Tying into the event’s theme, “Libraries at the Crossroads: Resolving Identities,” Viktor explained that big data is all about gaining new perspectives on the world. It is revolutionizing what we see and how we process information. And he explained that with big data, we start with answers—what the data tells us—and then go back to fill in appropriate questions and hypotheses.

As a Professor at Oxford University’s Internet Institute and author of Big Data: A Revolution That Will Transform How We Live, Work, and Think, Viktor also explained that every additional data point is an opportunity to boost customer services and find new synergies. He talked about the quantity of big data translating into a new capability to make sense of patterns.

As I thought about his presentation, I wondered about the impact of big data on libraries. In our own way, we librarians have been big data crunchers for decades. We’ve made great strides in collecting bibliographic data at scale. So how do we move these efforts forward?

Positioning libraries for big data success

Big data has made processing large collections of data inexpensive and fast. It provides the ability for forward-looking decision-making based on data from multiple, disparate data sources.

Some recent opportunities include:

Curating research data.

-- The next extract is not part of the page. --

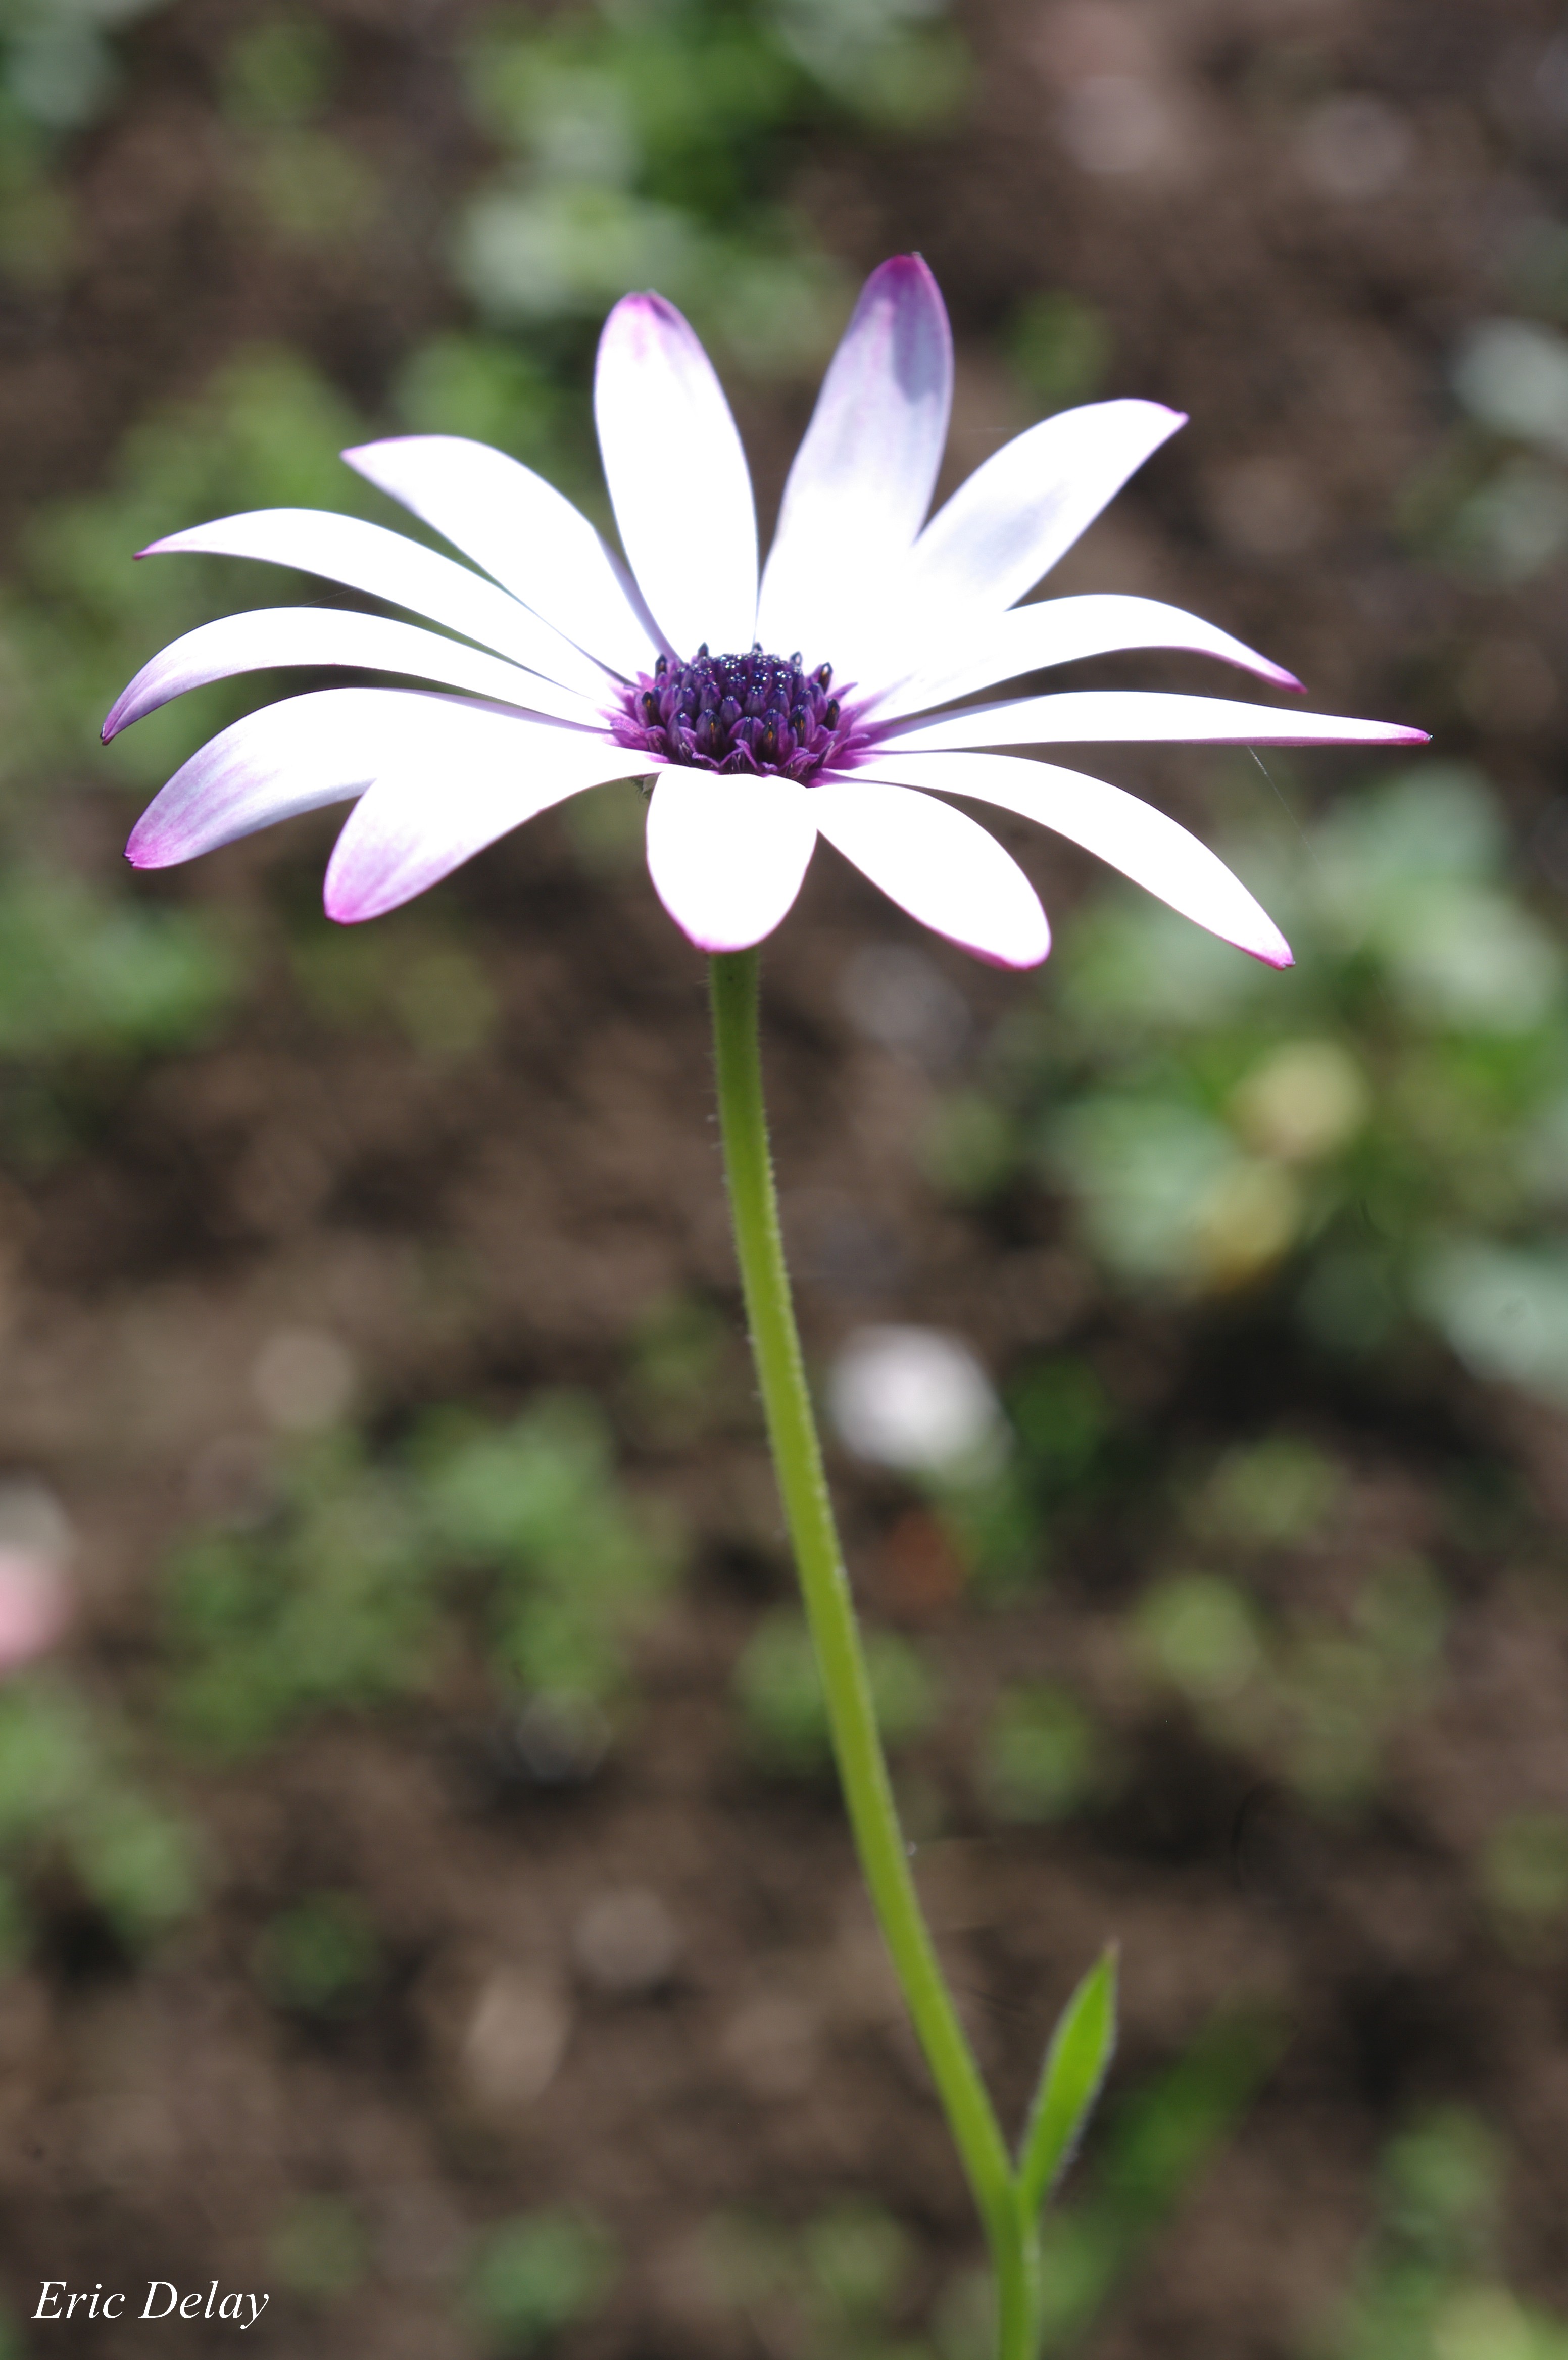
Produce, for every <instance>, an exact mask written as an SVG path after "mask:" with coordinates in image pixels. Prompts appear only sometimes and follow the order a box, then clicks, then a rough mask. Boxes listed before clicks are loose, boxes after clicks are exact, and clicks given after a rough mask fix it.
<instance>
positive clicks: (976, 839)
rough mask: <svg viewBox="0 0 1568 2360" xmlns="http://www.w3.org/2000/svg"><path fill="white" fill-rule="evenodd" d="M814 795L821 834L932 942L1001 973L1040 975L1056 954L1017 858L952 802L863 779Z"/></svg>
mask: <svg viewBox="0 0 1568 2360" xmlns="http://www.w3.org/2000/svg"><path fill="white" fill-rule="evenodd" d="M808 793H810V805H812V819H815V821H817V831H819V833H822V835H827V840H829V843H831V845H836V847H838V850H841V852H843V857H845V859H848V861H855V866H857V868H860V871H864V876H869V878H871V883H874V885H881V890H883V892H886V894H888V899H890V902H897V906H900V909H907V911H909V916H912V918H919V920H921V925H928V927H930V930H933V932H935V935H945V937H947V939H949V942H956V944H961V949H966V951H973V953H975V956H978V958H987V961H992V965H999V968H1037V965H1039V961H1041V958H1044V956H1046V951H1048V949H1051V927H1048V925H1046V913H1044V909H1041V906H1039V894H1037V892H1034V887H1032V885H1030V880H1027V876H1025V873H1023V868H1020V866H1018V861H1015V859H1013V854H1011V852H1004V850H1001V845H999V843H997V838H994V835H987V833H985V828H978V826H975V821H973V819H966V817H963V812H954V807H952V805H949V802H937V800H935V798H933V795H912V793H909V791H907V788H902V786H883V784H876V781H871V779H862V776H860V774H857V776H855V779H834V781H829V784H827V786H815V788H810V791H808Z"/></svg>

University researchers and government agencies manage and preserve massive digital assets—images, text and data—that require integrated management and preservation programs. These data include project proposals, grant proposals, researcher notes, researcher profiles, datasets, experiment results, article drafts and copies of published articles. The library’s role in connecting and curating these institutional assets is needed and a big opportunity for new services. OCLC Research scientists are exploring topics related to data curation and libraries with an eye toward distinctive services that will support research missions.

Aggregating library data. We are leveraging members’ collected knowledge investment for efficiency and re-use by libraries and other organizations. One example is the Virtual International Authority File (VIAF), which virtually combines multiple name authority files into a single dataset. By linking disparate names for the same person or organization, VIAF provides a convenient means for a wider community of libraries and other agencies to repurpose bibliographic data produced by libraries that serve different language communities. VIAF became an OCLC service in 2012 and today, 25 national libraries from 30 countries are represented in the cooperative data file.

Managing collection data. As libraries move from locally owned to jointly managed print collections, good data about collections can help establish priorities and focus. When aggregated and analyzed across many libraries (through programs such as Sustainable Collections Services), collections data can suggest patterns and provide insights that inform management decisions. We anticipate that a large part of existing print collections, spread across many libraries, will move into coordinated or shared management within a few years. While quantitative data must be used carefully, information about overlap and usage can supplement the judgment of librarians.

Getting ready for the future

The “Crossroads” theme of the conference was woven through many of the presentations, discussions and conversations I heard. But big data cuts across many of the topics presented, such as issues of digitization, research information management and institutional identities.

Library services will clearly be increasingly affected by big data—but here’s a thought-provoking question: Will the data be our own, or that which comes from an increasingly connected and monitored world? Will we be able to collect data from thousands of institutions in ways that present answers for which we can formulate library-specific questions? Or will we be stuck trying to adjust our inquiries and plans based on data collected elsewhere?

We are still in the early days of aggregating all sorts of new and exciting library data. Indeed, library big data might play a crucial role in framing questions about education, authority and literacy outside the spheres of commercial interest—if we can successfully navigate these crossroads together.